Yusen

Yusen Logistics plans to roll-out its recently launched South-East Asia Link (Seal) trucking service to a series of secondary destinations as shippers in the region look for quicker transit times.

The Seal less-than-truckload (LTL) service links Singapore and Malaysia daily with a two-to-three times a week service from Malaysia to Bangkok, Phnom Penh and Hanoi, operating 40ft trailers between hubs and 20ft trailers for local, last-mile deliveries.

Described by the company as “an enhanced LTL service”, it was launched in response to a growing demand from shippers who wanted a freight service that could offer quicker transit times than those offered by intra-Asia container services, but cheaper than expensive air freight and express services.

Yusen said that, in the Bangkok-Hanoi corridor, which is experiencing high growth rates in terms of volumes, road freight was half the cost of air freight, and the transit times of between one and three days beat the 10 days offered by sea freight.

However, large variations in customer regimes, combined with political instability in the region, have so far limited attempts to create a pan-region trucking network.

Yusen Logistics’ senior executive of its business solution division for South Asia & Oceanic region, David Edwin Roy, said Laos, Ho Chi Minh City and Kunming, China, were potential destinations.

“We have identified these as phase two of our roll-out destinations and are studying them closely.

“Having said that, we are constantly looking at the challenges of the changing practices of Customs regulations, yet-to-be-steady bilateral relations and economic stability.”

The challenges of Customs in this part of the world were not be underestimated, he said.

“In lesser-developed countries, customs clearance procedures take time and good relationship skills. Documentation processes differ and one needs to be very familiar and thorough to avoid being stranded with a truckload of customers’ goods awaiting delivery,” Mr Roy added.

For example, clearing Customs takes longer in Vietnam and is different to Malaysia and Thailand – it varies depending on the type of goods, as Customs places different criteria on tax and exemptions.

The route between Thailand and Vietnam runs through Laos, south of its capital Vientiane, thus by-passing Cambodia and the heavily congested border-crossing at Poi Pet, where truck queues can at times be as long as 5km.

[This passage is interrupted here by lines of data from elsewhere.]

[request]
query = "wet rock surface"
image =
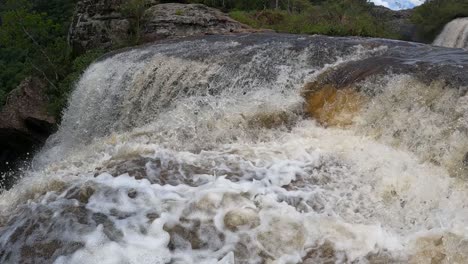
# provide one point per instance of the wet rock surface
(102, 24)
(25, 123)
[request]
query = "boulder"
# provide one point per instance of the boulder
(399, 21)
(179, 20)
(102, 24)
(24, 122)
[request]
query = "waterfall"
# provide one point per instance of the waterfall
(260, 148)
(454, 35)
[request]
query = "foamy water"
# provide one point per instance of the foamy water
(171, 156)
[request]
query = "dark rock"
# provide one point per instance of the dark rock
(179, 20)
(398, 21)
(101, 24)
(25, 123)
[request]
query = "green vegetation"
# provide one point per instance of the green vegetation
(135, 9)
(33, 43)
(33, 33)
(434, 14)
(332, 17)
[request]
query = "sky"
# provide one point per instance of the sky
(398, 4)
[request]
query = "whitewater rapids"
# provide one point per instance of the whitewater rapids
(200, 151)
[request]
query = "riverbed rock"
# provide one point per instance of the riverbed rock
(24, 121)
(398, 21)
(176, 20)
(102, 24)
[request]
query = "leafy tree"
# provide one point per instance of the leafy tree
(135, 9)
(434, 14)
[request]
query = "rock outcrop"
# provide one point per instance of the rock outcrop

The long-term plan for the region has been the development of a trans-Asia railway linking Kunming with Singapore, with added spurs connecting Ho Chi Minh City and Phnom Penh to the main artery.

But it remains a project very much in its infancy, with work underway on sections between China and Vietnam and China and Myanmar, but large swathes of construction are yet to begin.

Mr Roy said: “Railway transport in our region is under discussion and it offers possible new avenues to provide solutions for freight into the South-East Asia region.

“The volume, type of goods and industry in this segment will be reviewed. This data will then be scrutinised to see how much freight can be captured for road transportation.”